Foi notável o apelo
que o presidente da República se sentiu obrigado a fazer
ao Governo para que cumpra com as responsabilidades que
o Estado tem com os que sofrem as consequências das
guerras coloniais.
A assistência aos
deficientes das Forças Armadas tem sido considerada
questão menor. Sucessivos governos têm aguardado que
o problema dos antigos combatentes em geral e dos
deficientes em particular se resolva por si. Na
realidade é isso que tem acontecido. A morte
prematura resolve com arquivamentos definitivos, um
a um, processos protelados em burocracias
complicativas, diligentemente alinhavadas para
satisfazer expectativas orçamentais. Têm-se
inventado redefinições dos graus de invalidez.
Reavaliado o que são situações de guerra e de
combate. Tudo para conseguir roubar na assistência
aos veteranos. Burocratas que não imaginam o que
foram as décadas de desumanidade que gerações de
jovens dos anos 60 tiveram que enfrentar decidem
agora em termos de custo-benefício se vale a pena
rubricar nos orçamentos as verbas necessárias, ou se
é de aguardar mais uns anos até que os problemas
naturalmente se apaguem. Não se trata só de acudir
às deficiências fisicamente mais óbvias, que
infelizmente têm sido descuradas ou
insuficientemente assistidas. Há graves
consequências clínicas da guerra que estão a ser
mantidas discretamente afastadas do foco mediático.
O elevado número de antigos combatentes que padece
hoje de uma forma particularmente virulenta de
Hepatite C é uma dessas situações. São as vítimas
directas das vacinações em massa sem seringas
descartáveis, que eram norma nas Forças Armadas até
bem dentro da década de 70. Centenas de milhar de
jovens foram injectados nas piores condições
sanitárias possíveis. Era usada a mesma seringa
colossal de uns para os outros.

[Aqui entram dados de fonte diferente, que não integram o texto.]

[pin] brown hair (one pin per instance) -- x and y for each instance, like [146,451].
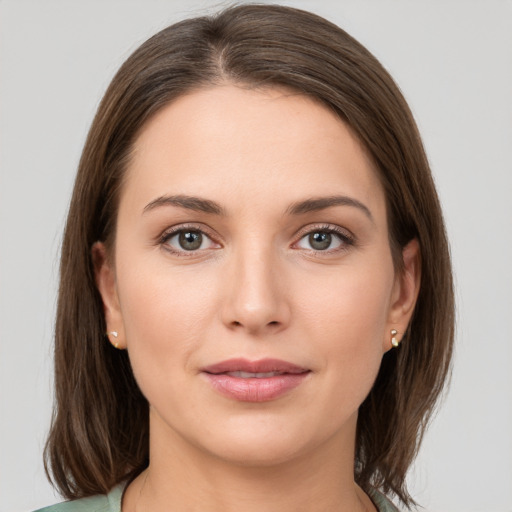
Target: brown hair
[99,432]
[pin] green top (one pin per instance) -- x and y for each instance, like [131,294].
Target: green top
[111,502]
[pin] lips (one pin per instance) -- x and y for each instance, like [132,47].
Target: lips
[254,381]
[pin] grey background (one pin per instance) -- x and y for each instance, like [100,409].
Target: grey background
[453,60]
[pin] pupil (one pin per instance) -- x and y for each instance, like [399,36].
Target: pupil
[190,240]
[320,241]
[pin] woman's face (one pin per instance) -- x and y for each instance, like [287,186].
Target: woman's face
[252,282]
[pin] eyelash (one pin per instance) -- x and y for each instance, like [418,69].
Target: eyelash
[347,239]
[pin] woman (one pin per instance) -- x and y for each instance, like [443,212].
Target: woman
[255,227]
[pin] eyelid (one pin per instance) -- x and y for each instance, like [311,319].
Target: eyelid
[346,236]
[172,231]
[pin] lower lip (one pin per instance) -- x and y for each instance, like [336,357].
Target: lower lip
[254,389]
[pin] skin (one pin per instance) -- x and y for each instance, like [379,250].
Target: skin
[256,288]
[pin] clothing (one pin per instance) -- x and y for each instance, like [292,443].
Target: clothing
[112,503]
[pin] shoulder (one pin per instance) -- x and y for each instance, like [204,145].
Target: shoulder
[110,502]
[382,503]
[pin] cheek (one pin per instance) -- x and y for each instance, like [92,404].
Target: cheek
[165,316]
[347,317]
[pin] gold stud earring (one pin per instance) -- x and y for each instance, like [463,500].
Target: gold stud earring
[114,334]
[394,341]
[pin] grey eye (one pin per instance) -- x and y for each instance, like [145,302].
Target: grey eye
[320,240]
[190,240]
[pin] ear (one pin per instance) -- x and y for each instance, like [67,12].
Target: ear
[105,277]
[405,293]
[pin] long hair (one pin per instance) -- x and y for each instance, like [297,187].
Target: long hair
[99,432]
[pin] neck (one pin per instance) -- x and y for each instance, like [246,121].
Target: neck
[183,477]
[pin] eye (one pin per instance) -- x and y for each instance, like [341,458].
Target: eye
[324,239]
[188,240]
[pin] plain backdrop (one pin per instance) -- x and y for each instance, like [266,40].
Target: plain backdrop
[453,60]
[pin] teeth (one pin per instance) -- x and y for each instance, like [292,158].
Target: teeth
[249,375]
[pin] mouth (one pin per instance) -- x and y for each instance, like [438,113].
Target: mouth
[254,381]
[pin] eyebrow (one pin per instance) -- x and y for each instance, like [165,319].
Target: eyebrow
[189,202]
[321,203]
[314,204]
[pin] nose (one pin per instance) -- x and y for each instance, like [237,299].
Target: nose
[256,300]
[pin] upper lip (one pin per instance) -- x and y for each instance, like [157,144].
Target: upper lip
[260,366]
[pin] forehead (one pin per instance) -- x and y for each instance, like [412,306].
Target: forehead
[232,144]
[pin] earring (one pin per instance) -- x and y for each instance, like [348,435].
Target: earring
[394,341]
[114,334]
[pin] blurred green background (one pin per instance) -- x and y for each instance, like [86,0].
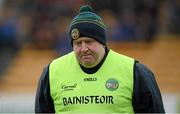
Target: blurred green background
[34,32]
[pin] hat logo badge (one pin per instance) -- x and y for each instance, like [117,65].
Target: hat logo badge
[75,34]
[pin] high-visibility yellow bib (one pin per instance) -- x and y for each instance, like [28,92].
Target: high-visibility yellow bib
[109,90]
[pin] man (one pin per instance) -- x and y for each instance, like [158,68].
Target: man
[95,79]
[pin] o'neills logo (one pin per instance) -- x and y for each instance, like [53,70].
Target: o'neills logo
[75,33]
[68,87]
[112,84]
[88,100]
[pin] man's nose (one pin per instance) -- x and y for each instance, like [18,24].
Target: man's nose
[84,47]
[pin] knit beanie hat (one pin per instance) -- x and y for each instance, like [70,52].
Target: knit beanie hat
[87,24]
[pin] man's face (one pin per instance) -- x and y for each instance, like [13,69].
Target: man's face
[88,51]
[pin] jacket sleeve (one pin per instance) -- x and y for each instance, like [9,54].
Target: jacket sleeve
[146,96]
[43,101]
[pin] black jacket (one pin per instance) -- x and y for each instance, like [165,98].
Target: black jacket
[146,94]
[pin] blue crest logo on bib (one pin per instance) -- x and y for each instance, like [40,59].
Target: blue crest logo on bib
[112,84]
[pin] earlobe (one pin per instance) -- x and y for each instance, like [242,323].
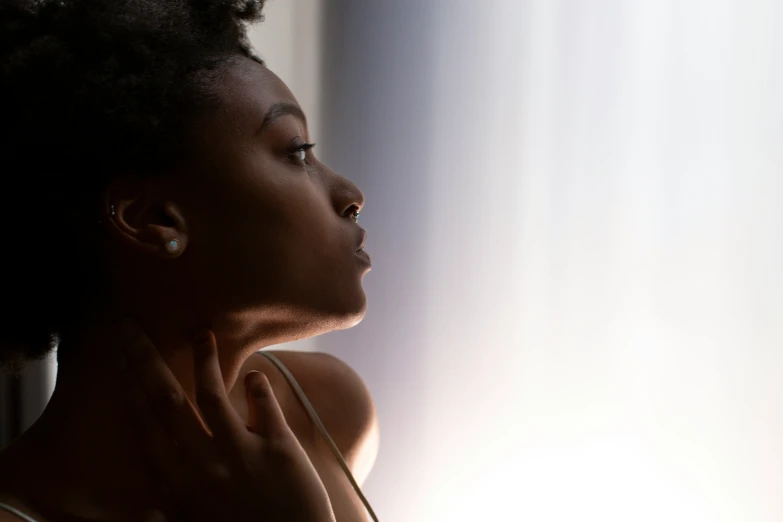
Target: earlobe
[142,222]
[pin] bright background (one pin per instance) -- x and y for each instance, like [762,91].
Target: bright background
[575,219]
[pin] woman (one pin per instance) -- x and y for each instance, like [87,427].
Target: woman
[162,172]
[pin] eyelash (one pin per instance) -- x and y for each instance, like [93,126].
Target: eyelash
[301,148]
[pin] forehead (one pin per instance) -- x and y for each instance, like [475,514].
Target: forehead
[245,90]
[248,82]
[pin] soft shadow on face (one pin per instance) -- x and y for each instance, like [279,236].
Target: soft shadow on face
[270,227]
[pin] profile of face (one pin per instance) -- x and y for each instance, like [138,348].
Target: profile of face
[266,230]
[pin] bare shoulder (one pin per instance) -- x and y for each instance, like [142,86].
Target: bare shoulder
[338,394]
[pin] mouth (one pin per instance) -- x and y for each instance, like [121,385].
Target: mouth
[363,242]
[364,257]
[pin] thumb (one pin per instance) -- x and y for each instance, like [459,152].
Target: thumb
[265,417]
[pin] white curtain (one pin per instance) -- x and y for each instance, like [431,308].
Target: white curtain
[574,207]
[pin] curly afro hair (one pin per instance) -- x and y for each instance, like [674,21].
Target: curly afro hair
[88,89]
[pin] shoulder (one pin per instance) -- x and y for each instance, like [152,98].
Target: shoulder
[338,394]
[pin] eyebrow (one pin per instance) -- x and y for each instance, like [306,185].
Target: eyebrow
[280,109]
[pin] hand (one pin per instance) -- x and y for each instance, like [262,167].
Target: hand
[215,467]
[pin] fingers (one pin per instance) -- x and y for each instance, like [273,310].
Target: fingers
[265,417]
[166,401]
[211,396]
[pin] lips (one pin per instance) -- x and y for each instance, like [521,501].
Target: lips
[363,241]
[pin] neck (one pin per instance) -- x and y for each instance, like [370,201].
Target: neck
[81,455]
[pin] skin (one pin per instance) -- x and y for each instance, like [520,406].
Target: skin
[268,254]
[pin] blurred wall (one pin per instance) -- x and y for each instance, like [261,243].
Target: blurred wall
[575,222]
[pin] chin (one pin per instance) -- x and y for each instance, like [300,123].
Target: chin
[351,313]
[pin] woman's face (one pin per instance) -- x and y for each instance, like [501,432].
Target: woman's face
[269,227]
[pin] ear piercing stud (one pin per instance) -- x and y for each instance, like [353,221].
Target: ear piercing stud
[172,246]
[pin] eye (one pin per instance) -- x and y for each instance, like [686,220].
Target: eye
[299,154]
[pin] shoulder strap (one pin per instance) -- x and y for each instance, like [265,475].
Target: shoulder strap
[16,512]
[318,424]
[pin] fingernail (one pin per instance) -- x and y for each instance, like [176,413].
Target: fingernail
[200,336]
[128,328]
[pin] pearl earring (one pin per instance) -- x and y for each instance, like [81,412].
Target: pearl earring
[172,246]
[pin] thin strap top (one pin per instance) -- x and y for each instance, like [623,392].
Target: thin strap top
[313,415]
[321,429]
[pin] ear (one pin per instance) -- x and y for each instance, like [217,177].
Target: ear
[141,215]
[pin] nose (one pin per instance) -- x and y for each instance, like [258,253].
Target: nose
[347,198]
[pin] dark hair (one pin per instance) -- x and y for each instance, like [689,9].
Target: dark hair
[88,89]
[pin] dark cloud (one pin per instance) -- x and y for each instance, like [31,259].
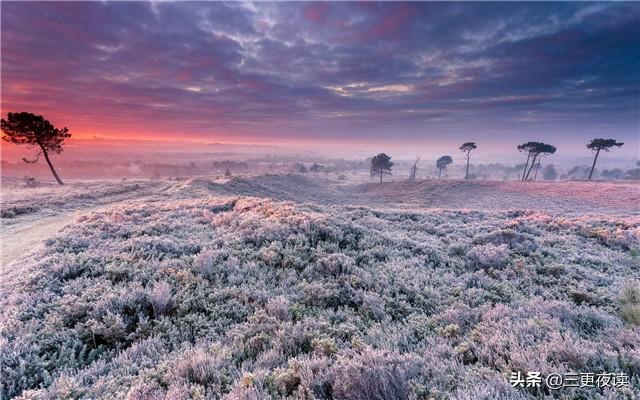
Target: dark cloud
[325,69]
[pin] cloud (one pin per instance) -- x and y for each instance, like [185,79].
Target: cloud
[324,69]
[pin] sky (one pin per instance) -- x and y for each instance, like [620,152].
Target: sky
[348,74]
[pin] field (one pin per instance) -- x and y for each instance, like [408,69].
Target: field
[286,286]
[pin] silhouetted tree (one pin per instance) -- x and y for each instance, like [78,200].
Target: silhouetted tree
[615,173]
[467,148]
[442,163]
[35,130]
[381,165]
[414,170]
[534,150]
[549,173]
[316,168]
[600,144]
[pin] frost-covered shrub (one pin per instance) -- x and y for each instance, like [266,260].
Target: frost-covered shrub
[160,298]
[630,303]
[381,375]
[489,255]
[246,298]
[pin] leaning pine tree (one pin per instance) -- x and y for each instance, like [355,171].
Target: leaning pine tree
[442,163]
[36,131]
[600,144]
[381,165]
[534,151]
[467,148]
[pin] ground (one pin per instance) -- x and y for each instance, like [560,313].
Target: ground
[285,286]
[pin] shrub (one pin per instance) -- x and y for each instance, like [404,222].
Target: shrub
[629,301]
[489,255]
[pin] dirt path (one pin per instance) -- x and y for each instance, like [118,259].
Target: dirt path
[22,238]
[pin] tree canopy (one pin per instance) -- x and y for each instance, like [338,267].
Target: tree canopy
[468,147]
[35,130]
[603,144]
[442,163]
[381,165]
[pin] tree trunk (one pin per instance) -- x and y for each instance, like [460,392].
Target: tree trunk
[533,162]
[535,176]
[53,171]
[466,175]
[593,166]
[524,171]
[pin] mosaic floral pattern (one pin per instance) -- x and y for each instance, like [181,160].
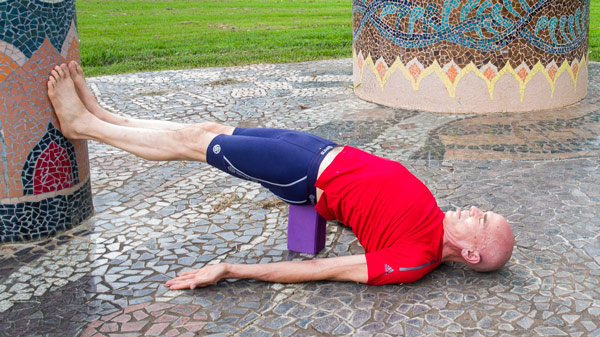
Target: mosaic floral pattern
[51,165]
[42,174]
[474,29]
[33,220]
[506,46]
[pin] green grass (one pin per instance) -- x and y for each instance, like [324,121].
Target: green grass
[594,46]
[118,36]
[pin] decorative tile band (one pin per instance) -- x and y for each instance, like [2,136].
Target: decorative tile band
[518,51]
[33,220]
[451,74]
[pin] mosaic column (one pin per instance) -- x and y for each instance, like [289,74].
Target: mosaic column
[471,55]
[44,177]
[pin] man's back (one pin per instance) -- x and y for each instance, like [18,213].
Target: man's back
[393,214]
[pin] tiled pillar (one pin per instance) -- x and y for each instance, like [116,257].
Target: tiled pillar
[44,177]
[471,55]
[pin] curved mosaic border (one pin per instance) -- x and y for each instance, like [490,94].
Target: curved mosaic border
[451,74]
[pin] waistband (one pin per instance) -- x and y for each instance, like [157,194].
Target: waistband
[313,171]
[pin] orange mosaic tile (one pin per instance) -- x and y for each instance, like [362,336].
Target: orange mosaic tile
[381,69]
[451,73]
[415,71]
[489,73]
[523,74]
[552,71]
[7,66]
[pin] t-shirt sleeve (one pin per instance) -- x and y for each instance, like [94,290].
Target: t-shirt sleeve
[399,264]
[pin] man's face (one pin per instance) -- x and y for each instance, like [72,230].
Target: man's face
[468,226]
[487,233]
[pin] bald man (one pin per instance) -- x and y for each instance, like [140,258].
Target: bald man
[394,216]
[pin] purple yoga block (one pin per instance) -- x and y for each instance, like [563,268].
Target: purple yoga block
[306,230]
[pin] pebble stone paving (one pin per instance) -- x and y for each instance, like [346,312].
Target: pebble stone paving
[156,219]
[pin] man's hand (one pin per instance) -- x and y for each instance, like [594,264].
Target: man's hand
[343,268]
[202,277]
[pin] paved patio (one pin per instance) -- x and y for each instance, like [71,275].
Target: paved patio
[155,219]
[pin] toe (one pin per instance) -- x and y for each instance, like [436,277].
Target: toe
[57,72]
[65,69]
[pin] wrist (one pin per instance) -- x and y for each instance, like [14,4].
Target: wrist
[227,270]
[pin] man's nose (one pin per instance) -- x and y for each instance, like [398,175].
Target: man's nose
[474,211]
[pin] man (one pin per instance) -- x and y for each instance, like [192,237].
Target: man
[393,214]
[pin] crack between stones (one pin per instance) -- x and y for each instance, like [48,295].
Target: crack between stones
[3,157]
[275,304]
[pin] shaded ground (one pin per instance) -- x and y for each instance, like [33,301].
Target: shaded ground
[154,220]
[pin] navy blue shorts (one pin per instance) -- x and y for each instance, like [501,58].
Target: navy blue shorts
[286,162]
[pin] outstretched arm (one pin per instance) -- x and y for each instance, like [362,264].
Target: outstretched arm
[343,268]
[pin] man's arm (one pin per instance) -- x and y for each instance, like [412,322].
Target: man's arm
[343,268]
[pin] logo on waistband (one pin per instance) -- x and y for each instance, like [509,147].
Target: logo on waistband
[329,147]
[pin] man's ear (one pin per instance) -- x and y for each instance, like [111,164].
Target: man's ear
[470,256]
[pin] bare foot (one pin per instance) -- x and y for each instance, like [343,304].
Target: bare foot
[71,112]
[86,96]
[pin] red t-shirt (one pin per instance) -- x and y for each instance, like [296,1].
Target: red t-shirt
[393,214]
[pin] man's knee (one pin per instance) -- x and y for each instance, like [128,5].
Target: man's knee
[192,142]
[217,128]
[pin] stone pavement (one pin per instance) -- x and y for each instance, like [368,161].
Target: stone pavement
[155,219]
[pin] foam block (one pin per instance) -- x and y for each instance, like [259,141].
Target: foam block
[306,230]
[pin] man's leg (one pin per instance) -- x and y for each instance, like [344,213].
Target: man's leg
[89,101]
[187,143]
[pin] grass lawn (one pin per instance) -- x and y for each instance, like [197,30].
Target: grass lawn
[118,36]
[595,30]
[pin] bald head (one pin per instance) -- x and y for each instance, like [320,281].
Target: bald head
[483,241]
[496,248]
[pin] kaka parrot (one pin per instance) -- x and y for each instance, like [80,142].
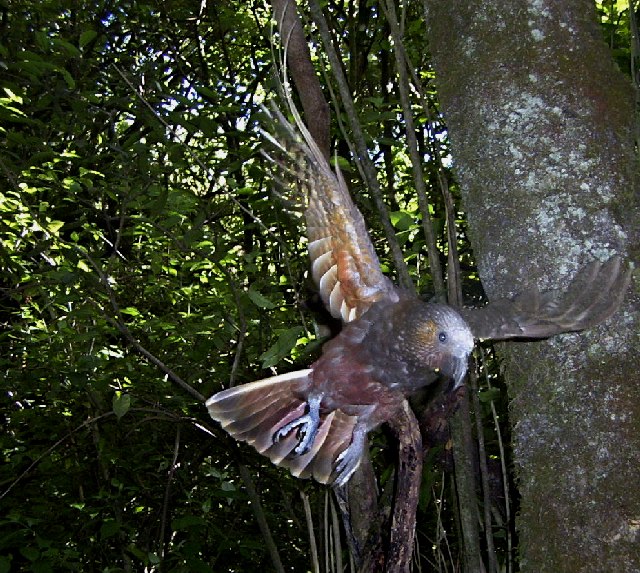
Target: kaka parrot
[315,421]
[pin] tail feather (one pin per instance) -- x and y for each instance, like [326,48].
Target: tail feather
[254,412]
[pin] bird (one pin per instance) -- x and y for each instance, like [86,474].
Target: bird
[316,421]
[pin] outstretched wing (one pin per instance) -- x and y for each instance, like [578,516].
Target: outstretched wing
[593,295]
[254,412]
[344,264]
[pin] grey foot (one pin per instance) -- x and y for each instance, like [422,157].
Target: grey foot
[349,460]
[306,425]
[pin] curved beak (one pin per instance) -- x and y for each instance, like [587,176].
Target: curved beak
[455,367]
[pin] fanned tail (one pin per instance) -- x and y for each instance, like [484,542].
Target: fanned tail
[254,412]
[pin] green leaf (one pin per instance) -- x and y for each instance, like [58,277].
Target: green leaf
[121,404]
[259,299]
[285,343]
[187,521]
[109,528]
[86,37]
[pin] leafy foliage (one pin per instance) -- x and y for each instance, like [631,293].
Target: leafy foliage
[134,193]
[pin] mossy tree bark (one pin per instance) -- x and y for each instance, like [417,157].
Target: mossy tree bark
[542,128]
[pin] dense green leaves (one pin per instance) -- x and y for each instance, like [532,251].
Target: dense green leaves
[134,200]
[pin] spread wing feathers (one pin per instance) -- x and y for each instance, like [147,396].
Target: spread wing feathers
[254,412]
[593,295]
[344,264]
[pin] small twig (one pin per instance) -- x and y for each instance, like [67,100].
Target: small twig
[167,491]
[312,536]
[51,448]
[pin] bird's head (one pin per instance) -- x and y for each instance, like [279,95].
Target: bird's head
[438,338]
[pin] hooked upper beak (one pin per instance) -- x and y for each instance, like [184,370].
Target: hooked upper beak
[455,367]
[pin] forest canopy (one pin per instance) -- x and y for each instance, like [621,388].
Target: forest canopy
[147,263]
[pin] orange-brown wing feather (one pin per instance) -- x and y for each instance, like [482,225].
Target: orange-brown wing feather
[254,412]
[344,263]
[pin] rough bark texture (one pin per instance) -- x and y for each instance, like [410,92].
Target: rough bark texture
[542,130]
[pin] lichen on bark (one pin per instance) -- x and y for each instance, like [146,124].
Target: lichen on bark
[542,128]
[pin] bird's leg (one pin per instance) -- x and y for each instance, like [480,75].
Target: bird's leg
[349,460]
[307,426]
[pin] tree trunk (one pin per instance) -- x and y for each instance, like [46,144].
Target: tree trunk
[542,127]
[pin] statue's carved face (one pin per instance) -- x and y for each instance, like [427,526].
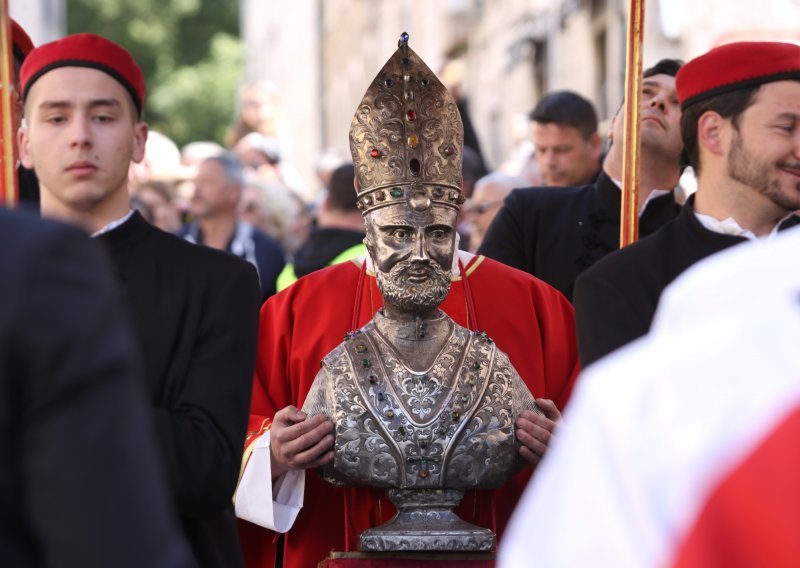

Apenas substituíam
as agulhas que depois de fervidas voltavam a ser
reutilizadas. As hipóteses de contágio eram máximas.
A Hepatite C é assintomática durante dezenas de anos
até os danos no fígado serem irreversíveis e, numa
alta percentagem, fatais. Nunca houve um programa de
rastreio sistemático dos antigos combatentes. Mas já
houve muitas mortes. Sei de várias e de casos em
que, face a diagnósticos positivos em militares de
carreira, não foram recomendadas medidas
terapêuticas no próprio Hospital Militar. Porquê?
Pode haver várias respostas. Que o tratamento é
difícil e muito penoso. Que pode ser falível. Tudo
verdade, como também é verdade que a despistagem e o
tratamento são caríssimos e seria impensável nos
actuais orçamentos da defesa torná-los extensivos
aos sobreviventes da guerra colonial. Este é só um
exemplo de consequências ignoradas da guerra que são
responsabilidade do Estado. Haverá milhares de
vítimas mortais se se mantiver a ligeireza fútil e
desumana como o problema tem sido encarado em
democracia. Atitude que em nada se distingue da
bestialidade com que, em ditadura, se enviaram
gerações sucessivas de jovens para conflitos
absurdos. Um pormenor mais. O mesmo governo que
disponibiliza verbas significativas para assistir
drogados contaminados em trocas de seringas
descartáveis, já pagas pelo Estado, não considera
prioritário destinar pelo menos o mesmo montante
para assistir em hospitais militares antigos
combatentes que padecem dos males que
involuntariamente contraíram, sem se drogarem.